Tottenham Hotspur altyapısına adım attığında, akademi teknik yöneticisi onu “sessiz bir lider” olarak tanımladı. Hırslı lakin gösterişsizdi. Genç yaşta A ekibe çıktı. Lakin o periyot Trippier ve Aurier üzere dünya çapında isimlerin ardında beklemek zorunda kaldı. Sabretti.
Sonra yazgı onu Southampton’a gönderdi. Orada yıldız olmadı tahminen fakat her maç birinci on birde alana çıkan, sakatlık nedir bilmeyen, formasına sadık bir oyuncuya dönüştü.
Ve bu sene İngiltere’nin serin yağmurlarından İstanbul’un sıcak rüzgarlarına yanlışsız bir yeni seyahat başladı.
Beşiktaş Transferi: Bir Bekten Fazlası
Beşiktaş tribünleri her vakit yüreğini alana koyan oyuncuları sevmiştir. Walker-Peters tribünlerin hayran kalacağı bir isim. Bir sistem adamı.
İngiltere altyapısından gelen her futbolcunun genetik kodlarına işlenmiş bir sistem sadakati vardır. Kyle Walker-Peters da o kültürün çocuğu. Kendi benliğini kaybetmeden kolektif oyunun modülü olmayı bilenlerden.
Üstelik iki kanadı da oynayabiliyor. Atağa çıkışta da, savunmaya dönüşte de istikrarlı. Topla münasebeti pak. Kolay oynuyor lakin tesirli. Bir “oyunun içinde kal” ustası.
Zamanın Oyuncusu
Bu transfer yalnızca bir oyuncu transferi değil.
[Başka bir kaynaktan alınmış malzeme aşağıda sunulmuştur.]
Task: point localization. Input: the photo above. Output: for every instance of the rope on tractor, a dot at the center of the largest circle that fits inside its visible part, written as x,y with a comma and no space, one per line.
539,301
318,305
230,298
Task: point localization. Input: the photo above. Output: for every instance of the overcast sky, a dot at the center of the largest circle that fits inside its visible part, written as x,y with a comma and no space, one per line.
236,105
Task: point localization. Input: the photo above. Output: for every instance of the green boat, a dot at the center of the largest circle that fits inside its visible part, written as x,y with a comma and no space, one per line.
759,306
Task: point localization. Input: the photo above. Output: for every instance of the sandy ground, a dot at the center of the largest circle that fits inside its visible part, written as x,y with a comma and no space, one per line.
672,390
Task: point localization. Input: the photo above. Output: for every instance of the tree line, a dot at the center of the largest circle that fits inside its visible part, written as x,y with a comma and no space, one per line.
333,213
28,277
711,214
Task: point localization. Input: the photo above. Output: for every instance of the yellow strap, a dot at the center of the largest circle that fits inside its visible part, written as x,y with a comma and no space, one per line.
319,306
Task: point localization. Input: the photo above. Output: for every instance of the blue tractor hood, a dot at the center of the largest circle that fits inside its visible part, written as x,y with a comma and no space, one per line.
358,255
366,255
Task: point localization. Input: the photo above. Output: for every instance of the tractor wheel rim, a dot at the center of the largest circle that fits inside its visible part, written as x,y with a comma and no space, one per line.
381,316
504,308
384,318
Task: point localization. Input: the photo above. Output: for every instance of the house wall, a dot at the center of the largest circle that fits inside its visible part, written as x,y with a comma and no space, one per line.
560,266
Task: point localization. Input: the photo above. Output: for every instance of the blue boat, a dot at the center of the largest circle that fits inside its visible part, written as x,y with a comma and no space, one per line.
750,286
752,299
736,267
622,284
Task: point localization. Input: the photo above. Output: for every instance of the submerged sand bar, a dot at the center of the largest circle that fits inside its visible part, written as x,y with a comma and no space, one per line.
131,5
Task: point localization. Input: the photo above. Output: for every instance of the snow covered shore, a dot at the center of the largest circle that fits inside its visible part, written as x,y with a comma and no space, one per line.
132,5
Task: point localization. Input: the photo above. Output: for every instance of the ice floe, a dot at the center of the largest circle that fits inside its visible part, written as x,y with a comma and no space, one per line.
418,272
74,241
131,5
Bu, Harika Lig’in içinde giderek büyüyen “kontra futboluna” karşı, çağdaş bir savunma aklının gelişini de simgeliyor.
Oyun kuran beklerin, çizgiye değil iç koridora sızanların vakti geliyor.
Beşiktaş, yeni dönemde yalnızca topa değil, vakte da hükmetmek istiyorsa, sağ çizgiden gelen bu aklı düzgün kıymetlendirmeli.
Kyle Walker-Peters, bu kadroya hem İngiliz soğukkanlılığı hem Karayip tutkusu getirecek.
Sessiz bir başkan üzere oynayacak. Tahminen her maç manşet olmayacak. Lakin dönem sonunda Beşiktaş savunmasındaki sessiz ihtilalin ismi olacak.